Without lofty club fees or excessive equipment, futsal’s reach could unearth talent that otherwise might have gone undiscovered.
“Just look at the top level; there’s never been a superstar from a rich, elite background,” Rapier said. “All demographics are able to play. The simplicity of it is that you just need some running shoes, you don’t need shin guards; you need very little. The minimalism of it, to me, is what makes it a beautiful game because it has to emanate from the player.”
Just a few blocks from his childhood home, Rapier plays host to area kids of all ages and all sizes for futsal clinics and games several times each week on a court he helped paint and construct.
From his post at goalkeeper, Rapier shouts out words of encouragement and constructive criticism to a batch of young futsal enthusiasts.
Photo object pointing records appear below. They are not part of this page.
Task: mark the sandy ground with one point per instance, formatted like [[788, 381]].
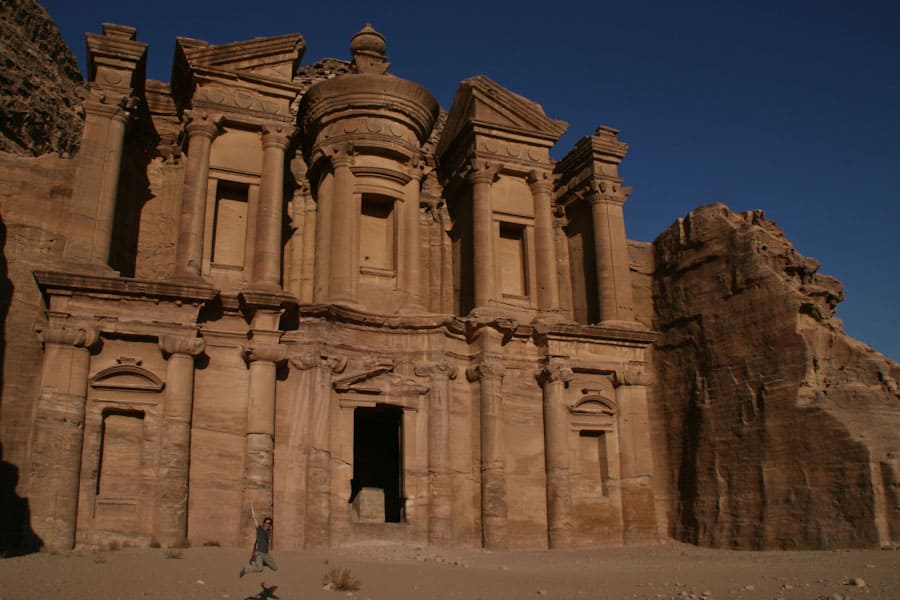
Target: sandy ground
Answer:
[[664, 571]]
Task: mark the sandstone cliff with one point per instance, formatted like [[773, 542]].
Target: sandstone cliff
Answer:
[[41, 88], [772, 428]]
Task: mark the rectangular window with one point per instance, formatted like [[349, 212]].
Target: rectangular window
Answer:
[[594, 466], [230, 230], [512, 260], [376, 236], [120, 454]]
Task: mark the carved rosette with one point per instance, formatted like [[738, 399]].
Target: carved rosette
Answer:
[[436, 369], [181, 344], [485, 371], [62, 335], [312, 360], [555, 369]]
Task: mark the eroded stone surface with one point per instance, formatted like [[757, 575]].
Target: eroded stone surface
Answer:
[[772, 428]]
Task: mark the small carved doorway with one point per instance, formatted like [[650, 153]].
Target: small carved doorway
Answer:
[[377, 456]]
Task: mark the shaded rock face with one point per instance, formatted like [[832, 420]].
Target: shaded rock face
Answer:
[[41, 88], [772, 428]]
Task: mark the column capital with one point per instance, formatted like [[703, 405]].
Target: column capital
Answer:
[[68, 335], [202, 124], [479, 170], [109, 105], [261, 351], [540, 181], [184, 345], [311, 360], [485, 371], [555, 369], [277, 135], [435, 369], [606, 192]]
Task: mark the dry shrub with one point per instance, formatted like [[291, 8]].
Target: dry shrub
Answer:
[[340, 579]]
It is clear, by the footwork and ball control, these kids are talented. Several of the 50 to 80 kids involved play for the Sounders Academy, an organization that aims to develop the top youth soccer talent for the Sounders FC full team.
It doesn’t matter what the talent level or age, though. To Rapier, the message is simple.
“Futsal is a game for everybody,” he said. “As we always say ‘Futsal for all’.”